# Dojo Loach and Bichir



## TigerOscar (Sep 10, 2012)

Heres the deal, I was given a 10g (no heater) with 2 Kulhi Loaches 2-3", one pleco (need to id him), a Dojo Loach and a Bichir (Dinosaur fish?)
At the time I did not realize what I was getting, except for the Pleco and the Kulhi's. All the fish were kept in the 10g 3/4 filled and with no heater. 
I thought I was doing them fish a favor by putting them in my bigger tanks with regulated temperatures. Did some googling and soon realized the Dojo and the Bichir actually prefer the cooler water.

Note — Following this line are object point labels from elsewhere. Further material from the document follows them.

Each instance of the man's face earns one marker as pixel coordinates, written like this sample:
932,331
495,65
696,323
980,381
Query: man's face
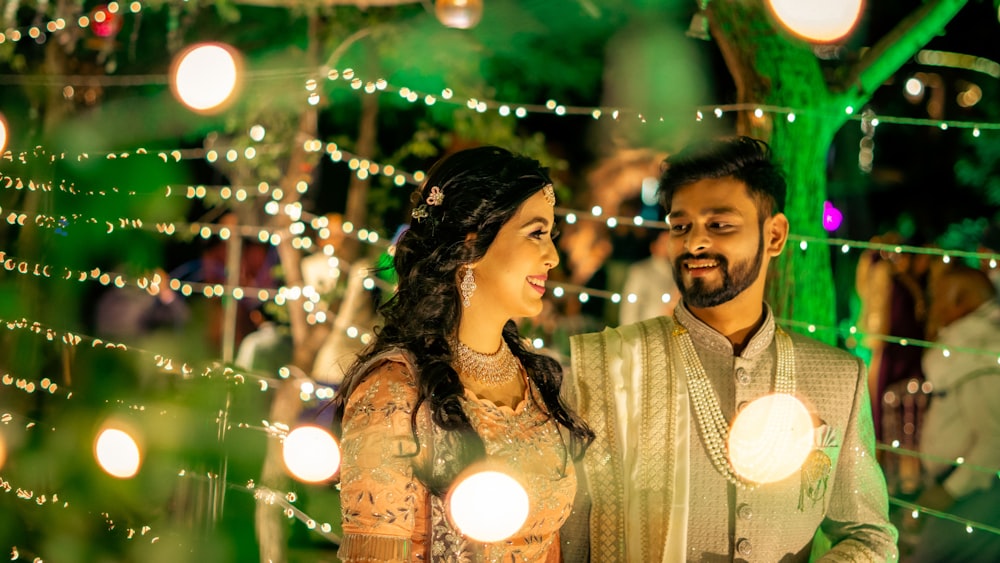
717,242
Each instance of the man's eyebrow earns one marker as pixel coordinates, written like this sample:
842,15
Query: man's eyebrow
707,211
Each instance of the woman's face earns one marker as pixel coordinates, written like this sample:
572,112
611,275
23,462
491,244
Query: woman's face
510,278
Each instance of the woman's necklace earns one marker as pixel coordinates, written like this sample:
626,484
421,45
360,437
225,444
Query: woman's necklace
711,422
490,370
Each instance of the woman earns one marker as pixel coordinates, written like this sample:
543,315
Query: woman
448,381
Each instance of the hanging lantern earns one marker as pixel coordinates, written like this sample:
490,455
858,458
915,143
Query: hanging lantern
205,77
460,14
821,21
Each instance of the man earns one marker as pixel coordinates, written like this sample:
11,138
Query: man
661,393
963,421
652,283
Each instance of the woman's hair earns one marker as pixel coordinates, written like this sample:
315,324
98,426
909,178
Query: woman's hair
474,191
744,158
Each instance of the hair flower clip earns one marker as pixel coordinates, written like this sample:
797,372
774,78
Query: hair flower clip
435,196
550,194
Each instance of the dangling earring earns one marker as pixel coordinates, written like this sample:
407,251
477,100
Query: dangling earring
468,287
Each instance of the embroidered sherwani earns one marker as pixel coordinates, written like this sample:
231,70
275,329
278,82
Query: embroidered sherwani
653,491
388,513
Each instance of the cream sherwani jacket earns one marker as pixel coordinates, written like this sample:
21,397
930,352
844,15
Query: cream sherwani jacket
630,385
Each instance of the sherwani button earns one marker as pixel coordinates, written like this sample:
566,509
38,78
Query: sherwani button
744,512
742,376
743,547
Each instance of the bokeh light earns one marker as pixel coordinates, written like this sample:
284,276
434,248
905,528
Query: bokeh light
118,453
460,14
771,438
832,217
205,76
507,501
817,20
3,133
311,454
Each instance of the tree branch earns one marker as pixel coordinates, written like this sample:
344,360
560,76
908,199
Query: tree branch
893,50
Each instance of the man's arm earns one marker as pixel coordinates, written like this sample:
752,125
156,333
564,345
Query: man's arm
857,521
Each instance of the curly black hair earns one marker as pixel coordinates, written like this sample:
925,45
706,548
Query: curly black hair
483,188
744,158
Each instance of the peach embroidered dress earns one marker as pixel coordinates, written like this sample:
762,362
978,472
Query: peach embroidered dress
389,515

Put the Kulhi's and pleco in my 20g and all seems well so far. The other two in my 55g. I went to check on them after a while and the Bichir had one of my small Plecos in its mouth! Totally did not see this coming until now after doing a little research. It eventually spat it out and I don't think he'll try that again, I think it hurt himself trying to eat a spiny fish. 

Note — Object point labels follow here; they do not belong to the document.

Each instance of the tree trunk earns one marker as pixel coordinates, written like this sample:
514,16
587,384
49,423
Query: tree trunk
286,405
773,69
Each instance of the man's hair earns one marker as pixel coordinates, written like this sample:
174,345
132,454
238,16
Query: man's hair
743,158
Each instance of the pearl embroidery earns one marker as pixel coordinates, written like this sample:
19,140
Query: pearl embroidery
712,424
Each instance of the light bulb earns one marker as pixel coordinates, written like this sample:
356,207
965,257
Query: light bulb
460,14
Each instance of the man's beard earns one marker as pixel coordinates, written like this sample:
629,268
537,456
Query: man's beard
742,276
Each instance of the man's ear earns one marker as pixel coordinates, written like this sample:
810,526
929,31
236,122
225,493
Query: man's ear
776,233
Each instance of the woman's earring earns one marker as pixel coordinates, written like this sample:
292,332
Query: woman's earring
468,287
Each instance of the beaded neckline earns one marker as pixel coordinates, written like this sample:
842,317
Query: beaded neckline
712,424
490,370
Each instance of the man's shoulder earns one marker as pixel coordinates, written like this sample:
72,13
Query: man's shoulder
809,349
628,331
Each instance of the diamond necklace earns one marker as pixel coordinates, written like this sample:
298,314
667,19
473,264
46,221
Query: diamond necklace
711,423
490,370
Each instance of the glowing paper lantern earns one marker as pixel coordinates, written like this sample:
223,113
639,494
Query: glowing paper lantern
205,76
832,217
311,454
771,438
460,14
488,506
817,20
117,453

I want to ensure a peaceful tank so I may have to isolate this guy now so I'm not worrying about other fish falling prey. Sucks cuz I wanted to turn the 10g into a shrimp tank.

So what I learned from this is, even though two fish looking very similar to each other, they are totally different. The Dojo is calm and peaceful and now I see the predator nature in the Bichir.


----------



## Elle (Oct 25, 2010)

The bichir will eat anything it can fit into its mouth, and if it gets the pleco stuck in there it could be fatal for both fish. They're pretty predatory. Even the dojos can be a bit territorial. I had to rehome mine because they were terrorizing my fancy goldfish.

Bichirs get big, so you'll likely need to upgrade him to a larger tank eventually. The other thing to watch with both the dojo and the bichir is that they are escape artists, so make sure you have a good lid! I had a dojo who left my tank and managed to land in the bucket that my (leaking) canister filter was sitting in, luckily for him there was water in there! He was there for about a week before I found him and put him back in the tank. 

If you post a pic of the pleco, somebody can probably ID it for you, or check out http://www.planetcatfish.com.


----------



## mdwflyer (Jan 11, 2011)

Give or sell the bichir to somebody setup for a predator.


----------